Armchair accountants actually look a lot like jurors. But who are we to judge? The figures might seem silly money, but the stakes are higher than fantasy football or Monopoly. In Build the Life You Want, Arthur Brooks and Oprah Winfrey call out the way we objectify people at work over performance or pay:  

'It’s pretty easy to see why we shouldn’t objectify others. Less obvious but equally troubling is when the objectifier and the person being objectified are one and the same—when you objectify yourself.'  

Building our value on cashflow, Instagram likes and the like crumbles our self-esteem and all the health and social issues that come with that. In the arena of our own workplace, they write that self-objectification 'is a tyranny. We become a terrible boss to ourselves, with little mercy or love.’ 

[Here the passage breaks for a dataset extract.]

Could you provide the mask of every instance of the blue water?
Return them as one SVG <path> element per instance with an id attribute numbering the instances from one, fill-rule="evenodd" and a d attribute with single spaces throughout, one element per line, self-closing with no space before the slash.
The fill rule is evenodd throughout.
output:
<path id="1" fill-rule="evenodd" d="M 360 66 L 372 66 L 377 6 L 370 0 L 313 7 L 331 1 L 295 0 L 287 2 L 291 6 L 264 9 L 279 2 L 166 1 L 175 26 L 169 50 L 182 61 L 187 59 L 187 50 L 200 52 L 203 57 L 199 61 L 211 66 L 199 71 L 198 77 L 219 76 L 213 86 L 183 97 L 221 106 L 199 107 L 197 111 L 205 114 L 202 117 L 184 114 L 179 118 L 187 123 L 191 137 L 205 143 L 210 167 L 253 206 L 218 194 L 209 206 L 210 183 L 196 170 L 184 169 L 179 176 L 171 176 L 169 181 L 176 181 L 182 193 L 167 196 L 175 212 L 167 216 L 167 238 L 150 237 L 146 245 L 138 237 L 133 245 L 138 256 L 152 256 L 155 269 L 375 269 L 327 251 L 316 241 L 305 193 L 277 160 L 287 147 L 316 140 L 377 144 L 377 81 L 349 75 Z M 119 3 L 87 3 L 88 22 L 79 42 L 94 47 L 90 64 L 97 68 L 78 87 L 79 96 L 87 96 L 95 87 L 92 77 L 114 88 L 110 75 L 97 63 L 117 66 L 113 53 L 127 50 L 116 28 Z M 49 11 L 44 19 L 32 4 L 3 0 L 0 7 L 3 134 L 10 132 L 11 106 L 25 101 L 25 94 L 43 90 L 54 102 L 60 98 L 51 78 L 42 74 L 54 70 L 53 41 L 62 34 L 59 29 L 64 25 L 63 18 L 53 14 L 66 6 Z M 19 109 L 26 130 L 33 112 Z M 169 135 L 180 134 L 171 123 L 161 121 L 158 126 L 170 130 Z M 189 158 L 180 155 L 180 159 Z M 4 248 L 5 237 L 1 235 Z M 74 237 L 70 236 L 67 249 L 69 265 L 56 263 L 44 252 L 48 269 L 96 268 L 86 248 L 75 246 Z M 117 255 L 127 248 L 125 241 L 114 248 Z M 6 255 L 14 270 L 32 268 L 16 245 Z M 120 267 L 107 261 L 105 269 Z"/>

You only have to peer into the comments section any any online article (not just sport) to see how callous and unforgiving apparently polite, middle-class society has become. It's hard not to have the sneaking suspicion that our devaluing of others thinly veils the way we've devalued ourselves. 

The way out of this is to detach our value from our pay and work. So, take Rasmus Højlund, transferred to Manchester United in 2023 for £64million. I would argue his worth is a lot more than £64 million. But that is because his performance, for this exercise, is irrelevant. This is not a new notion. For millennia, the Christian notion of grace is not only the entry-point of faith, but the operating system, with perfect performance already having been achieved by a saviour. The 'ultimate price', paid by God, is of such immeasurable worth and value that Rasmus, or any of us, are worth significantly more than £64million. 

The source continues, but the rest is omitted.